The most common cause of an abnormal AFP level is inaccurate pregnancy dating (ie, dating error).  In patients with irregular menses, dating by a last menstrual period can underestimate the true gestational age.  Therefore, these patients require a fetal ultrasound, which can accurately determine gestational age and evaluate for other common causes of elevated MSAFP levels, which include multiple gestation (eg, twin pregnancy), open neural tube defects, and abdominal wall defects.

(Choices B and C)  Down syndrome (trisomy 21) and Edwards syndrome (trisomy 18) are associated with low AFP levels.

(Choice D)  Fetal growth restriction can occur due to tobacco use, which causes placental ischemia and resultant placental insufficiency.  However, maternal serum quadruple screen shows decreased estriol levels, not increased AFP levels, with fetal growth restriction.

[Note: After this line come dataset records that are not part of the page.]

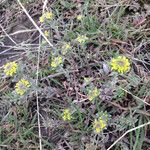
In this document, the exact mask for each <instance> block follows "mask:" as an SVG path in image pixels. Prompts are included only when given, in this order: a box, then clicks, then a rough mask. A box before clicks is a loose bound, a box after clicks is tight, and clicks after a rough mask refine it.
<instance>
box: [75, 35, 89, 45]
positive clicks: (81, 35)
mask: <svg viewBox="0 0 150 150" xmlns="http://www.w3.org/2000/svg"><path fill="white" fill-rule="evenodd" d="M87 40H88V38H87V37H86V36H85V35H79V36H78V37H77V41H78V42H79V43H81V44H83V43H85V42H86V41H87Z"/></svg>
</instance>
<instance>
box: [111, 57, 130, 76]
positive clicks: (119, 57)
mask: <svg viewBox="0 0 150 150" xmlns="http://www.w3.org/2000/svg"><path fill="white" fill-rule="evenodd" d="M111 68H112V70H115V71H118V72H119V73H126V72H128V71H129V70H130V62H129V60H128V59H127V58H126V57H125V56H118V57H117V58H113V59H112V60H111Z"/></svg>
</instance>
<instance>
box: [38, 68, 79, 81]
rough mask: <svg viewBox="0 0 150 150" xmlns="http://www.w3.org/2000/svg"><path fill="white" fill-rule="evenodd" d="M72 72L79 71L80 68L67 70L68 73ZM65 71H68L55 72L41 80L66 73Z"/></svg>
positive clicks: (75, 71)
mask: <svg viewBox="0 0 150 150" xmlns="http://www.w3.org/2000/svg"><path fill="white" fill-rule="evenodd" d="M72 72H78V70H71V71H67V73H72ZM65 73H66V72H60V73H55V74H52V75H49V76H47V77H44V78H42V79H41V80H45V79H48V78H54V77H57V76H60V75H62V74H65Z"/></svg>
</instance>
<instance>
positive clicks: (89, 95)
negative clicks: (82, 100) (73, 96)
mask: <svg viewBox="0 0 150 150" xmlns="http://www.w3.org/2000/svg"><path fill="white" fill-rule="evenodd" d="M99 94H100V91H99V89H97V87H94V88H93V89H91V90H89V91H88V99H89V100H90V101H93V100H94V99H95V98H96V97H98V96H99Z"/></svg>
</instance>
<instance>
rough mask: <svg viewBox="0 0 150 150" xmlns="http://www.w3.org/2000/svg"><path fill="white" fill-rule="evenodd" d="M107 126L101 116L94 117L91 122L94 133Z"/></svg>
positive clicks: (99, 131)
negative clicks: (94, 130)
mask: <svg viewBox="0 0 150 150" xmlns="http://www.w3.org/2000/svg"><path fill="white" fill-rule="evenodd" d="M106 126H107V121H105V120H104V119H103V118H102V117H99V118H98V119H95V121H94V123H93V128H94V130H95V132H96V133H100V132H101V131H103V130H104V129H105V128H106Z"/></svg>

(Choice E)  Although the risk for fetal heart defects is increased with maternal diabetes mellitus, heart defects are not associated with abnormal AFP levels because AFP is not produced in fetal cardiac tissue.

(Choice F)  Hydatidiform moles and other gestational trophoblastic diseases typically present with markedly elevated β-hCG levels, not elevated AFP levels.  Patients may have vaginal bleeding and a significantly enlarged uterus.

Educational objective:
The maternal serum quadruple screen assesses for risk of congenital defects and fetal aneuploidy and includes measurement of alpha-fetoprotein levels, which are dependent on gestational age.  An abnormal alpha-fetoprotein level is most commonly due to a dating error (eg, inaccurate gestational age).